Staff at North London & Herts Newspapers say “Enough is enough” in the first strike in Tindle Newspapers’ history
From Tuesday, April 19 journalists at the north London newspaper group will go on strike over the Tindle business plan that is leaving once award-winning newspapers to dwindle and die.
Bad for staff
The company is refusing to replace members of staff when they leave, while expecting increased output from its overworked employees – seemingly with no viable strategy to revive the newspapers’ fortunes.
Sir Ray Tindle has claimed to be the, “Saviour of local newspapers” and recently said: “Despite the doom-mongers regional newspapers are alive and well…”
Not in north London – here they suffer death by a thousand cutbacks.

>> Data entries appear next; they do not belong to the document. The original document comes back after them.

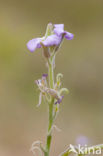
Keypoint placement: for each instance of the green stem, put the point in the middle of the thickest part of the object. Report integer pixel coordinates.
(50, 124)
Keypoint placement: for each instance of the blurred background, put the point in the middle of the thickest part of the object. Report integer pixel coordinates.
(80, 60)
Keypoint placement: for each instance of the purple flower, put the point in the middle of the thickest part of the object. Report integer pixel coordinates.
(59, 100)
(53, 39)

The company says our centre has to cut costs, but last year our employer Tindle Newspapers made more than £3million profit.

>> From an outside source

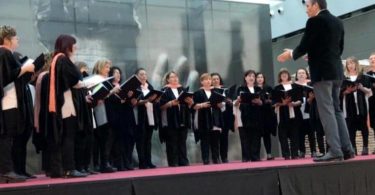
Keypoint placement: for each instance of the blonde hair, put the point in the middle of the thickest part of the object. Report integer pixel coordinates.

• More than a third of editorial staff have left without being replaced and key positions are not being filled.
• Just three reporters are churning out nine newspapers every week.
• In the past few weeks management has slashed the Sports section by half while the future of the entire Arts & Leisure section is under threat.
Bad for the community
As a consequence of its refusal to replace staff an inferior product is being delivered to our readers:
• Reporters do not have time to leave their desks meaning they are missing stories of vital importance.
• We are unable to cover a range of council meetings, attend community events, court cases and inquiries and report them to the public.
• This leads to a failure to uphold the newspapers’ fine tradition of holding public bodies to account and the worst kind of ‘churnalism’
“It’s a dispute that should not be happening. If this business is to have a future it must rely on the quality of journalism and sufficient staff to produce the titles.” Barry Fitzpatrick, NUJ Head of Publishing
“I am very concerned about the issues raised by staff at these papers. Residents in Enfield are proud to have – and deserve to continue getting – such a good quality, campaigning newspaper that can boast a distinctive style. We must remember what an important role regional newspapers play in the local community.” Nick De Bois, Conservative MP for Enfield North
“I’ve watched the standard of these papers drop over past months with great sadness. I believe that the local journalists are under additional pressures due to the reductions in staff and the number of papers they are expected to produce. This leaves them less able to investigate and evaluate stories, which not only affects quality, it affects community accountability as well.” Andy Love, Labour MP for Edmonton
• Protesters will be outside their offices at Refuge House, 9-10 River Front, Enfield, EN1 3SZ (just across from Enfield Town railway station) from Tuesday to Thursday over the next two weeks.
• North London & Herts Newspapers comprises: The Enfield Advertiser & Herald, The Edmonton Advertiser, The Winchmore Hill Advertiser & Herald, The Enfield Gazette, The Barnet & Potters Bar Press, The East Barnet Press & Advertiser, The Edgware & Mill Hill Press, The Hendon & Finchley Press and The Haringey Advertiser.
Photo opportunity: Wednesday, April 20 from noon when a mass demonstration will take place featuring The Grim Reaper and a funeral procession
Please support our NUJ colleagues and London Photographers’ Branch members.
• For more information call FOC Jonathan Lovett on 07917 871 421 or Barry Fitzpatrick, on 020 7843 3706.
Your fellow journalists in the Chapel would be grateful if freelances were unavailable for work during those times and do not contract to work during those times.
The law requires us to make clear that if a freelance is already contracted to undertake work during those times but declines to do so, this would amount to a breach of contract, with the possibility of a claim by the company in the event of them being able to prove damages.
There is also the possibility that if you do not honour a contract the company would not offer you work in the future. Best then just not to accept the work in the first place.